Nel film, ma noi pensiamo nel libro, questo non c’è, perché l’iper-eccitazione dei maschi (battute volgari, persecuzioni fisiche) non va oltre quello che vediamo nella vita di tutti i giorni.

Ovviamente l’assassinio è il discrimine tra due livelli ben distinti di comportamento, ma averlo legato alla castrazione chimica è estremamente ambiguo.

Sheldon sembra aver voluto delegare all’ambito della ricerca scientifica (deviata, altro tema, altra carne al fuoco) la matrice delle “colpe” che non s’arrischiava a scaricare solo sulla componente religiosa, il ché sembrerebbe confermato dal finale, dove entità aliene completano lo sterminio dell’intera razza umana.

Ci troviamo di fronte a un paradossale effetto “scaricabarile” che dal maschio passa ai predicatori, da questi agli scienziati e infine ai concertatori del tutto, “marziani”, quindi colpevoli, ma in contumacia al processo che nessuno organizza, perché nessuno è rimasto vivo.

 

Ci sono almeno quattro film, 4 possibili spin-off già pronti (film su alieni sterminatori/ film ecologista sulla deriva della ricerca scientifica fine a se stessa/ film sull’intolleranza religiosa di gruppi di predicatori americani, eventualmente anti-abortisti (ancora: Carpenter)/ film sul sessismo e il machismo ancora imperanti nella cultura statunitense), ma lo spunto multiverso di partenza non poteva certo rimanere entro l’ora televisiva del formato messo a disposizione.

I nodi del testo rimangono tali, Sheldon è profondamente ambigua e Hamm non sa districarsi a fondo entro tale materia composita, su cui evitiamo di esprimere un (1) giudizio, perché semmai ne vanno tirati fuori 3 o 4, uno per ciascun tema accennato e non sviluppato.

Continuiamo a ritenere Dante interessato a uno solo di essi, anzi, a un ulteriore, a questo punto microscopico, sottotesto:  il sesso va agito con buona continuità e nei contesti che meglio ci si adattano e con chi meglio si crede.

La normale carica di aggressività che così, eventualmente, dovesse scaricarsi, non deve scandalizzare nessuno e non va scomodato alcuno (nemmeno Freud!) per contestualizzare il senso e l’uso del nostro corpo laddove non ferisca la sensibilità altrui, non rechi danno morale e fisico ad alcuna persona, non degeneri in comportamenti non consensuali e non forzati.

Può esistere sesso con amore, senza amore, per gioco e divertimento o semplicemente per scaricare la scarica di aggressività di cui si diceva (ma non dicevano “make love not war”? era quello il senso, no?).
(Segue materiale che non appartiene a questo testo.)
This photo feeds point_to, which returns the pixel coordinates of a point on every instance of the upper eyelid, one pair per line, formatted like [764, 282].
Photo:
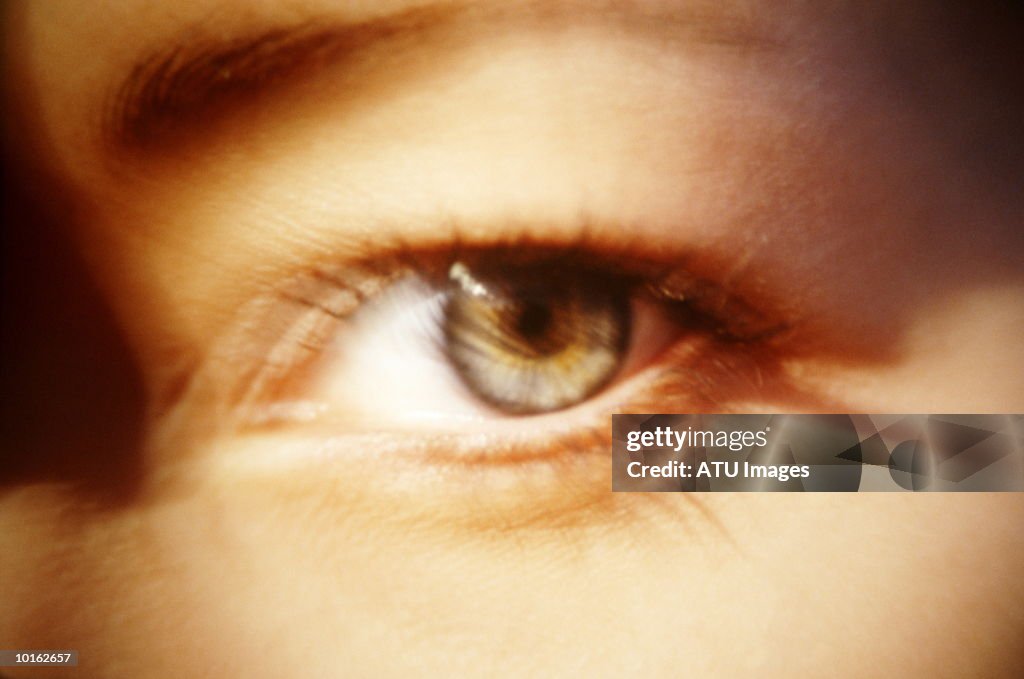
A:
[341, 289]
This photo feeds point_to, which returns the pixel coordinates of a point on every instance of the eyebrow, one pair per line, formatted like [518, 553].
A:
[199, 79]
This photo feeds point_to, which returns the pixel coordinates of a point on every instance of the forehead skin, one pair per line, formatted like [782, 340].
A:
[857, 128]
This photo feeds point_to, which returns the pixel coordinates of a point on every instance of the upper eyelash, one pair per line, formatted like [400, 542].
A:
[709, 304]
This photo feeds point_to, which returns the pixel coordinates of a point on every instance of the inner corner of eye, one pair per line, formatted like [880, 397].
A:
[528, 339]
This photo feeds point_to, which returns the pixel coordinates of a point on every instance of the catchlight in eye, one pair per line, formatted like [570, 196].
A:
[528, 340]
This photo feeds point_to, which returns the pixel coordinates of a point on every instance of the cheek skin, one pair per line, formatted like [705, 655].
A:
[250, 562]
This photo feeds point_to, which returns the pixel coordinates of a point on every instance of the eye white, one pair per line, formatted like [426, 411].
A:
[387, 364]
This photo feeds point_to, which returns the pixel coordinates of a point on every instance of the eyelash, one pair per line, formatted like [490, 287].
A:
[729, 334]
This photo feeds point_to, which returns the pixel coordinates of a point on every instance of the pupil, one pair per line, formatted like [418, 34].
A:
[534, 321]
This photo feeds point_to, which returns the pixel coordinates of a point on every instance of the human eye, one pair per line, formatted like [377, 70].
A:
[514, 351]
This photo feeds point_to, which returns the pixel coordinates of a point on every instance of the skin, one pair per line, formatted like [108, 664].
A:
[848, 159]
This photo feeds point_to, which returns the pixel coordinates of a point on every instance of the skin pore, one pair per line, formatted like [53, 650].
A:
[849, 171]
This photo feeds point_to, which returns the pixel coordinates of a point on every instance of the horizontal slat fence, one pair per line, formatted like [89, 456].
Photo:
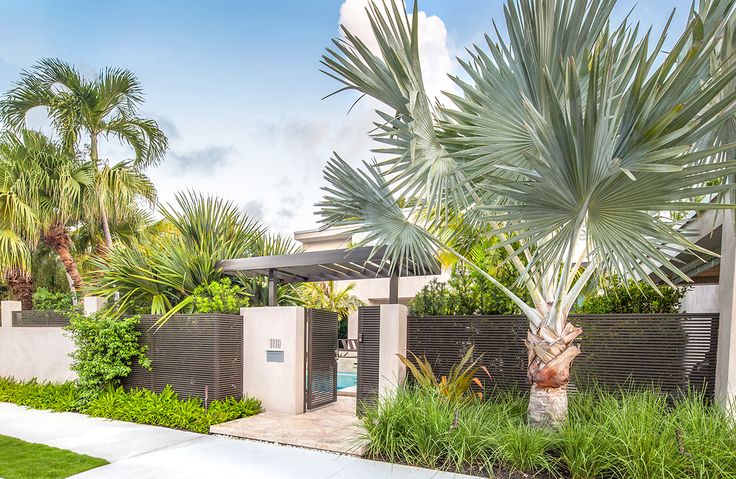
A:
[193, 353]
[670, 351]
[39, 319]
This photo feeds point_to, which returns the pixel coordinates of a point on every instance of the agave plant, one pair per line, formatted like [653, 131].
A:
[456, 385]
[570, 140]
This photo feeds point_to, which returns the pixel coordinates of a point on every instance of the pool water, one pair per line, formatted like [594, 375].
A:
[346, 380]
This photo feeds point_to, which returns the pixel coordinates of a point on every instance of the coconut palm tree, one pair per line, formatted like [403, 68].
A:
[567, 139]
[88, 110]
[52, 184]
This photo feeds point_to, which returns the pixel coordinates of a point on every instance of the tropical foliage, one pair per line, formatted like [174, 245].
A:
[456, 385]
[138, 405]
[632, 297]
[219, 297]
[159, 273]
[45, 300]
[86, 110]
[570, 140]
[104, 350]
[632, 435]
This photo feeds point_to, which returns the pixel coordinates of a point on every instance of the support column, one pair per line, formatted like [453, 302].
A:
[393, 290]
[392, 341]
[93, 304]
[273, 357]
[6, 312]
[273, 284]
[726, 363]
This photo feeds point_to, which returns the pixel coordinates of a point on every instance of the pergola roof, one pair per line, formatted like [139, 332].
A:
[330, 265]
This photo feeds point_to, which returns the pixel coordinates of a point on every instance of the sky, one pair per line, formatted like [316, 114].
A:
[236, 85]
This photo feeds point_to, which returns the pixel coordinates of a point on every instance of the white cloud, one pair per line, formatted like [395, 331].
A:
[434, 50]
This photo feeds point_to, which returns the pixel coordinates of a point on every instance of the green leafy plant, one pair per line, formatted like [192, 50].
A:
[456, 384]
[633, 297]
[632, 435]
[105, 348]
[566, 125]
[45, 300]
[138, 405]
[219, 297]
[166, 409]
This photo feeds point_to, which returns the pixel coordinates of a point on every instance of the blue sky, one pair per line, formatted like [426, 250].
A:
[236, 85]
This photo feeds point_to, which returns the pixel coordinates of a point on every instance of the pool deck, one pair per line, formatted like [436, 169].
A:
[332, 428]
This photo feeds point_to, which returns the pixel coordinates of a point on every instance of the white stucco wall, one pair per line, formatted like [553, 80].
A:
[701, 299]
[35, 352]
[279, 385]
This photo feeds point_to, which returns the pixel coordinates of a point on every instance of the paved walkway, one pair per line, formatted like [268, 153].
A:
[331, 428]
[142, 452]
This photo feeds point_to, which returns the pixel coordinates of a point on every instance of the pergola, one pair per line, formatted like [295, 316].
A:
[330, 265]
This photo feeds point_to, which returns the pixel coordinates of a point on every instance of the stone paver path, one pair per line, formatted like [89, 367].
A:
[331, 428]
[143, 452]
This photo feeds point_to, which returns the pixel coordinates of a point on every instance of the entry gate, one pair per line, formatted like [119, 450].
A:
[320, 357]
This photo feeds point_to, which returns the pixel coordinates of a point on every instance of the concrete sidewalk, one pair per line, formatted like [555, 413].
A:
[138, 451]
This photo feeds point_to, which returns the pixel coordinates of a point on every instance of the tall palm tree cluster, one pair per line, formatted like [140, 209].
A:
[60, 195]
[57, 187]
[569, 139]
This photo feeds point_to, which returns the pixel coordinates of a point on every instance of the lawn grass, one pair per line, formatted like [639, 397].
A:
[25, 460]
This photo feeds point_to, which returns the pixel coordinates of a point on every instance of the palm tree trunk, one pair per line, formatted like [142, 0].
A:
[105, 225]
[20, 284]
[72, 289]
[58, 240]
[550, 357]
[103, 209]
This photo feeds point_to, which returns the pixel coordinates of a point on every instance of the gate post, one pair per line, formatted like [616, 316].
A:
[391, 371]
[273, 357]
[726, 363]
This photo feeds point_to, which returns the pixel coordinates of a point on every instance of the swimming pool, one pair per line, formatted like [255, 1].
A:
[346, 380]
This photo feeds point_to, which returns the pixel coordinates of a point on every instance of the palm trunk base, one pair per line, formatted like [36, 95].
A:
[547, 407]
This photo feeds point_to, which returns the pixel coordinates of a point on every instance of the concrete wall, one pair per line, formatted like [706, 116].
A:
[279, 330]
[33, 352]
[701, 299]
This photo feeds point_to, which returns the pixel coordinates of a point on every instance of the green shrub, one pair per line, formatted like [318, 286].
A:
[45, 300]
[138, 405]
[166, 409]
[637, 435]
[219, 297]
[105, 347]
[632, 297]
[55, 397]
[468, 292]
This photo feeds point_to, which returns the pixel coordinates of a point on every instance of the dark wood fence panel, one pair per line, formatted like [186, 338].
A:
[199, 355]
[321, 344]
[369, 324]
[39, 319]
[670, 351]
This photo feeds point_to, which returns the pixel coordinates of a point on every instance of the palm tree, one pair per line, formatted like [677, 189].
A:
[567, 141]
[86, 110]
[159, 272]
[52, 186]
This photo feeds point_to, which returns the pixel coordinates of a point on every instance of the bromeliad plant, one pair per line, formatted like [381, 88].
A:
[456, 385]
[571, 141]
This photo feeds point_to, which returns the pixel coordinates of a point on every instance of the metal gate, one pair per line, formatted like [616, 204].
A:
[320, 357]
[369, 326]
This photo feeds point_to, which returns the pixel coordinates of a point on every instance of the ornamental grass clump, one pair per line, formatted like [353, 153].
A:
[627, 435]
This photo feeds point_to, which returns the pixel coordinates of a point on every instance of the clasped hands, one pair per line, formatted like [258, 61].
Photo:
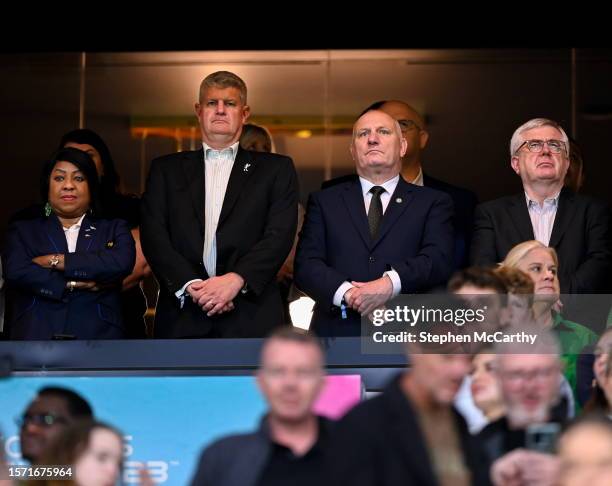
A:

Può esistere anche il sesso per la procreazione, pensate un po’!

Il dubbio è che molti di noi, peggio se vincolati da una qualche forma di affiliazione a qualsivoglia ideologia/credo/tradizione, cadano nel tragico errore di stabilire nessi impossibili tra il sesso e ambiti che sono ALTRO da quello, altro da ciò che il sesso semplicemente è.

 

Se SCREWFLY SOLUTION della Sheldon (o Hamm) mi vogliono dire che il sesso divertente tra Priestley e Norton va bene, siamo d’accordo.

Tutto il resto rischia di passare attraverso le strette maglie della (anche nostra) analisi logica del testo e ineluttabilmente non superare il test della plausibilità.

Joe Dante, dall’alto di uno stile che s’addensa e serra le fila di una materia sempre più scomposta, riesce nel capolavoro di volare alto e non preoccuparsi troppo, appunto, della logica dei fatti.

Ci regala sentori di CHILDREN OF MEN (l’unico essere umano con un futuro, etc) senza l’ampollosità teorica e la “grandiosità” visiva di Cuaròn.Dispone la violenza fisica nel luogo appartato di continue ellissi (lo faceva, con perfetta coerenza, anche in HOMECOMING, come durante l’uccisione di Robert Picardo, girata in shadowplay), abbassa la m.d.p. per inquadrare preti insanguinati, organizza i livelli di una suspense sempre più carica e tesa, utilizzando le sue inquadrature sghembe non più per riprendere l’universo fantastico e infantile di TWILIGHT ZONE, ma per calarci nell’asfittico universo mono-sessuato di comunità separate dal mondo, violente e, queste sì, definitivamente alien(at)e.